Over the past half-decade, you've probably spent north of seven figures on multiple business intelligence and analytics projects, looking to drive better, deeper insights into your business, increase market share, and grow your bottom line. Do you feel like you've gotten a decent return on your investments so far? Are you getting the answers you need from all those analytics capabilities you've deployed? Chances are, you had to say no to one or both of those questions. If you did, you're in data debt.
Data debt is the practice—if you can call it that—of implementing short term, segmented, analytics/BI solutions to solve specific, or departmental problems, without integrating them (purposefully or not) into your overall business and IT strategy. It's that gap between the cost of implementation and the actual return on investment (ROI). I call it debt because it's money you've invested unwisely, and you'll have to "pay back" at some point—whether it's through fixing the problems you've created or with something more ominous: your career.
I know you have an analytics/BI strategy. But do you abide by it all—or even most—of the time? You're not alone if you say no. Many companies get caught up in the "me too" syndrome and give their squeakiest wheels the most grease. Don't do that. All you're doing is proliferating analytics/BI anarchy and acquiring more data debt. Instead take a step back and look at what the problem might really be, how you can fix and/or avoid incurring data debt, and what the long-term consequences of your decisions could be.
Here's how you can begin to close the data debt gap and start earning better return on your analytics/BI investments:
Figure out where your problems lie. Assess the current state of your analytics/BI capabilities. Do you need all of them? Can systems be combined? Which systems are being used and which ones are—or worse—have been supplanted by unintegrated databases or spreadsheets? Which systems are providing you with the most reliable "version of the truth" about the questions your analysts are asking?
Get reacquainted with your analytics/BI strategy and fix it if necessary. Assess your current analytics/BI strategy objectively with nothing held sacred; anything should be up for debate. Then, tweak it or reformulated it entirely to meet the needs of your business users. It's critical here to get the input of business users on the strategy. As the saying goes, analytics/BI should be business led and technology fed. Also, look toward the future. Technology changes rapidly. Your strategy should be flexible enough to accommodate those changes.
Be a good, but stern, cop. Stay true to your analytics/BI strategy. Learn to say no—i.e., stop building customized solutions if they don't fit the strategy. This doesn't mean that you can't look for quick wins—those are critical to proving success and maintaining momentum. What it does mean is that if a project doesn't fit your strategy—or if it's the answer to an isolated problem—do some serious thinking about whether to implement it. Typically, you'll be able to tweak a system that's already in place to fit your needs. If not, do the math and make sure that you'll get the answers you want for the price you have to pay.

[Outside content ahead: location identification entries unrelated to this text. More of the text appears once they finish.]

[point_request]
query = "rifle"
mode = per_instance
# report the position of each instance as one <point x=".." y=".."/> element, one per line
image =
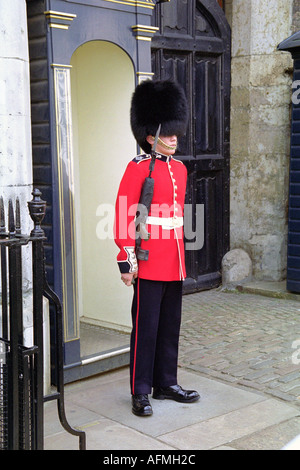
<point x="144" y="206"/>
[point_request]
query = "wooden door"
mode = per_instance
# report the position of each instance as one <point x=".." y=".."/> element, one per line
<point x="193" y="47"/>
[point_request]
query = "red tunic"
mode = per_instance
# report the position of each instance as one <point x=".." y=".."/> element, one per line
<point x="166" y="246"/>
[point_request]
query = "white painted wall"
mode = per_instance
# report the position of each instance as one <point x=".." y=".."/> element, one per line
<point x="102" y="82"/>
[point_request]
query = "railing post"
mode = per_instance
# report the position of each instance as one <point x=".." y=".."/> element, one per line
<point x="37" y="208"/>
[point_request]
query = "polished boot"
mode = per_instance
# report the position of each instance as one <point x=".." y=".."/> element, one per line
<point x="175" y="392"/>
<point x="141" y="405"/>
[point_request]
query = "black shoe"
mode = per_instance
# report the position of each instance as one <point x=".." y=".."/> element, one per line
<point x="141" y="405"/>
<point x="175" y="392"/>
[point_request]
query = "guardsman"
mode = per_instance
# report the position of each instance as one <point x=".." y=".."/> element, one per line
<point x="157" y="271"/>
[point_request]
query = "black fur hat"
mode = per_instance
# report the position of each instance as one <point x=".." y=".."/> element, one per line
<point x="157" y="102"/>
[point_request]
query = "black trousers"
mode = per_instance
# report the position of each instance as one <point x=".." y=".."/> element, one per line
<point x="156" y="318"/>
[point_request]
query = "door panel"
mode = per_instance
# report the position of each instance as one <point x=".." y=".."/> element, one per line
<point x="193" y="48"/>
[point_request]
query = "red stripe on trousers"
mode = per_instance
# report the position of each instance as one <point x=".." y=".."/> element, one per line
<point x="136" y="332"/>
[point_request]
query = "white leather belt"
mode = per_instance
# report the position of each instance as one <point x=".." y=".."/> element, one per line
<point x="167" y="223"/>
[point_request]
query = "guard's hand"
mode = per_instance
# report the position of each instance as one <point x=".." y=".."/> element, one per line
<point x="127" y="278"/>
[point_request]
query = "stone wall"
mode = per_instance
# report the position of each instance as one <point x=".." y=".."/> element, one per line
<point x="260" y="129"/>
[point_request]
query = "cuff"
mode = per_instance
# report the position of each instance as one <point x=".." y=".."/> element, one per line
<point x="130" y="264"/>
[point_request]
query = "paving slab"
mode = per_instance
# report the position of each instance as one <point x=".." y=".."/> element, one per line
<point x="101" y="407"/>
<point x="224" y="429"/>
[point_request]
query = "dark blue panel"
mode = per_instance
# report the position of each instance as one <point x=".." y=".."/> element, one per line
<point x="295" y="151"/>
<point x="294" y="214"/>
<point x="295" y="164"/>
<point x="296" y="127"/>
<point x="296" y="113"/>
<point x="295" y="140"/>
<point x="294" y="250"/>
<point x="293" y="238"/>
<point x="294" y="262"/>
<point x="294" y="226"/>
<point x="294" y="186"/>
<point x="294" y="274"/>
<point x="293" y="286"/>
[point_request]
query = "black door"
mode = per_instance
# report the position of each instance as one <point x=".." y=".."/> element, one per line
<point x="193" y="47"/>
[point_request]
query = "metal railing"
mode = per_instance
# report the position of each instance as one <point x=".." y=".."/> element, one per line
<point x="22" y="368"/>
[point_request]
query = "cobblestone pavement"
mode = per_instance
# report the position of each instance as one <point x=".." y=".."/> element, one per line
<point x="244" y="339"/>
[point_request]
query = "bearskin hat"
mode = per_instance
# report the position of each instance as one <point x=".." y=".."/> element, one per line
<point x="157" y="102"/>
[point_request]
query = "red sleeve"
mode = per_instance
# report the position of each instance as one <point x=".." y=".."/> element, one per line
<point x="125" y="210"/>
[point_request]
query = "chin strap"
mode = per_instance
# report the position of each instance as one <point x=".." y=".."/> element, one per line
<point x="166" y="146"/>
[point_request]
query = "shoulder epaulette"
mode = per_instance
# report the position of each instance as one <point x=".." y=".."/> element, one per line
<point x="141" y="158"/>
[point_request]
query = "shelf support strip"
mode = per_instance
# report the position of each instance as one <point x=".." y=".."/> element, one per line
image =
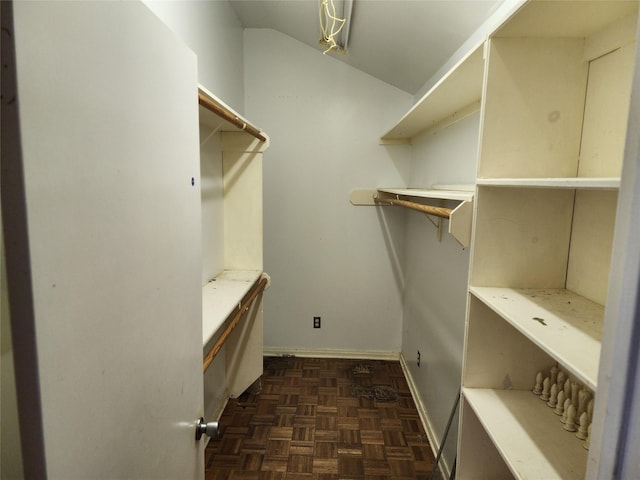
<point x="235" y="317"/>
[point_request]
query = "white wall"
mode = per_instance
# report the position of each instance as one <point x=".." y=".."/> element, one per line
<point x="436" y="279"/>
<point x="212" y="30"/>
<point x="326" y="257"/>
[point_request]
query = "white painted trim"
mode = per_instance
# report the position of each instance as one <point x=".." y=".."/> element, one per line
<point x="330" y="353"/>
<point x="426" y="423"/>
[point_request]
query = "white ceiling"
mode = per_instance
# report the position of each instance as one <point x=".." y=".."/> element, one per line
<point x="402" y="42"/>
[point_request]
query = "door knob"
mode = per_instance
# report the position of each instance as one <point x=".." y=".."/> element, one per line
<point x="210" y="429"/>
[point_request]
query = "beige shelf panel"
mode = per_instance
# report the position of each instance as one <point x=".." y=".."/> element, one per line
<point x="582" y="183"/>
<point x="565" y="325"/>
<point x="454" y="97"/>
<point x="221" y="296"/>
<point x="527" y="434"/>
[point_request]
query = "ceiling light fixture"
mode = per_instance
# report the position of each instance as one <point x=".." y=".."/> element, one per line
<point x="334" y="24"/>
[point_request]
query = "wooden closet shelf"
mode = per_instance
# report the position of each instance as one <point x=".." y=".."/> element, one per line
<point x="459" y="217"/>
<point x="229" y="116"/>
<point x="527" y="434"/>
<point x="580" y="183"/>
<point x="221" y="296"/>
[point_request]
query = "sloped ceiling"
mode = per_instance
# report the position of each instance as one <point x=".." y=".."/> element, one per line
<point x="401" y="42"/>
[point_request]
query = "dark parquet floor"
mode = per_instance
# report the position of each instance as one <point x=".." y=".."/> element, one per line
<point x="322" y="419"/>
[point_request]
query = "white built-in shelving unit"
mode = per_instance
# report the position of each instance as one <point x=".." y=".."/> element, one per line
<point x="553" y="85"/>
<point x="231" y="152"/>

Rely on an old friend: data stewardship. When no one owns data, it tends toward anarchy. As technology has changed and data has become more unstructured, data stewardship and governance have taken a back seat to a "just get it loaded and read" mentality. This creates a mess that lowers ROI. To fix the data mess, make sure there are data owners who are responsible for the quality of the data, and implement a data governance program to put data-quality standards in place. That way, no matter the technology, you can ensure that your data is clean, and your answers are clear.
If you're in data debt—and most organizations are, to some extent—it won't be easy to climb out, but you really have no choice.
If your analytics/BI systems become bottomless money-pits that consume your organization's human resources, time, and intellectual capital, the payback is usually pretty high. You can avoid data debt—or greatly reduce it—by figuring out what your problems are, being a good steward of your resources, and building a sound, flexible strategy to help you avoid future mistakes.